Tiny Chips, Big Security Flaws
The central process unit (CPU) is essentially the “brains” of any computer. Whenever you run a program, type a command, or click a link, you’re sending instructions to the CPU. Project Zero, a team of security analysts assembled by Google in 2014, has revealed their discovery of two major security flaws in the design of CPUs and microprocessors found in the majority of computers, smartphones, and tablets released over the last 20 years.
The researchers dubbed the first hardware bug Spectre. It gives attackers a way to trick otherwise error-free programs into sharing information by breaking the isolation between various applications.
The researchers say Spectre affects almost every computing system (desktops, laptops, cloud servers, and smartphones) and has been verified on CPUs manufactured by Intel, AMD, and ARM.
The other bug, which the researchers named Meltdown, cracks the divide between user applications and an operating system (OS). By exploiting Meltdown, a hacker can use one program to access the memory of another program or a device’s OS. Meltdown affects desktop, laptop, and cloud computers. So far, Project Zero researchers have only verified it on Intel CPUs.
The Project Zero team first discovered these security flaws in June 2017, and the plan was for the tech community to disclose them to the public on January 9, 2018.
The purpose behind the secrecy was to give companies time to address the issues before news about them spread, but rumors and early reports pushed the reveal up to January 3, 2018.
According to the Project Zero team’s report, Spectre and Meltdown give hackers a way to steal a device’s entire memory contents. That means they have access to a user’s photo library, emails, instant messages, passwords, and more. To avoid the chaos that such breaches could cause, tech companies are rushing to address the vulnerabilities.
Right now, the best known fix for the Meltdown bug is Kaiser, a software patch devised by researchers at the Graz University of Technology in Austria to address a different issue. However, the patch might come with a catch: It reportedly causes systems to run up to 30 percent slower.

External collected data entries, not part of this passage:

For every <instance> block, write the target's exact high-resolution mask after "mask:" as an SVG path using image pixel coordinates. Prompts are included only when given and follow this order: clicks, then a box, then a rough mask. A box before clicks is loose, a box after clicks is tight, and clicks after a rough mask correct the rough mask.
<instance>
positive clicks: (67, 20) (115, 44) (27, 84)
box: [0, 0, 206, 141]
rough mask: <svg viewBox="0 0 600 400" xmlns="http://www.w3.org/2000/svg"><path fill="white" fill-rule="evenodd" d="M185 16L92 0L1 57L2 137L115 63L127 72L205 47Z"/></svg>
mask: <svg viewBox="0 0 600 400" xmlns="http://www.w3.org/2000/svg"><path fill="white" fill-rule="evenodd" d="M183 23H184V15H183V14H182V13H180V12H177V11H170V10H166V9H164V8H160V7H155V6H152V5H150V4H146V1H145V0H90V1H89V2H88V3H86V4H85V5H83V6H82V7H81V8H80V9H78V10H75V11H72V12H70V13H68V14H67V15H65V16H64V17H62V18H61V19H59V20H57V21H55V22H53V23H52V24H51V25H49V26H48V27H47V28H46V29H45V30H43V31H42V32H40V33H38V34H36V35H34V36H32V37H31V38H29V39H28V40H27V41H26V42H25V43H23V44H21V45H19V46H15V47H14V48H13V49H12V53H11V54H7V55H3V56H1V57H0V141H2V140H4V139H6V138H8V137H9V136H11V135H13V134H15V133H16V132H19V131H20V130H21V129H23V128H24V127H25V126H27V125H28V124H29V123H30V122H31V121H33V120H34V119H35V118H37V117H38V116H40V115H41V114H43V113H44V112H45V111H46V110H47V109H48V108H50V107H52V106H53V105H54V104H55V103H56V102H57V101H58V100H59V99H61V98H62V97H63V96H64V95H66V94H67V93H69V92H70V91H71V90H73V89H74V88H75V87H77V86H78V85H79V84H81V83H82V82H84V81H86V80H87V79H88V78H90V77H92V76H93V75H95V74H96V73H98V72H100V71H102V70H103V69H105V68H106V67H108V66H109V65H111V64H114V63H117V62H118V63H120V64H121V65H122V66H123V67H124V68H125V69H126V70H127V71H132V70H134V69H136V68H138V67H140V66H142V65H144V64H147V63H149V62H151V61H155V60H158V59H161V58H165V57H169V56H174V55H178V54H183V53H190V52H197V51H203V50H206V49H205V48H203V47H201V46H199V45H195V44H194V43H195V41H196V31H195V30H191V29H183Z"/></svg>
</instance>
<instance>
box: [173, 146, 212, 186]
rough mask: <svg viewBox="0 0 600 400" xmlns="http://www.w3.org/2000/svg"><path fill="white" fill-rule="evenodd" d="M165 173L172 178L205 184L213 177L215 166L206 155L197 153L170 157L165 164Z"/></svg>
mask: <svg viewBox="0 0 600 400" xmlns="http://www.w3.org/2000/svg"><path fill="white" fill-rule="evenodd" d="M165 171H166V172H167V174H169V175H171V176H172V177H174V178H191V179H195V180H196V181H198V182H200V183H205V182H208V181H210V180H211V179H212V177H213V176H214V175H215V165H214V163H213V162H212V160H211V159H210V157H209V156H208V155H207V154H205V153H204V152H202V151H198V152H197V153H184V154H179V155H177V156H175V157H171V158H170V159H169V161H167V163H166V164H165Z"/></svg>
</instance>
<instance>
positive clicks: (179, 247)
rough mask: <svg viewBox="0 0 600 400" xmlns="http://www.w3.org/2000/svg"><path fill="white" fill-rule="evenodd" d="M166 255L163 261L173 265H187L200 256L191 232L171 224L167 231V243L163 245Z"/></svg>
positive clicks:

Spectre is proving to be even more formidable, and the only fix may be redesigning the processors. “As it is not easy to fix, it will haunt us for quite some time,” the researchers wrote in their report.
As the Internet of Things (IoT) continues to grow, hackers have a growing number of avenues by which to access our personal information, meaning securing that information will only become more and more vital.
So far, the Project Zero team says it hasn’t found conclusive proof that anyone has used Spectre or Meltdown to access vulnerable systems. But now that information about these flaws is widely known, that could change.
Linux, Android, Apple’s MacOS, and Microsoft’s Windows 10 have already pushed fixes to address these new security issues. So the best course of action is to ensure all of your devices are using the most up-to-date version of their operating system.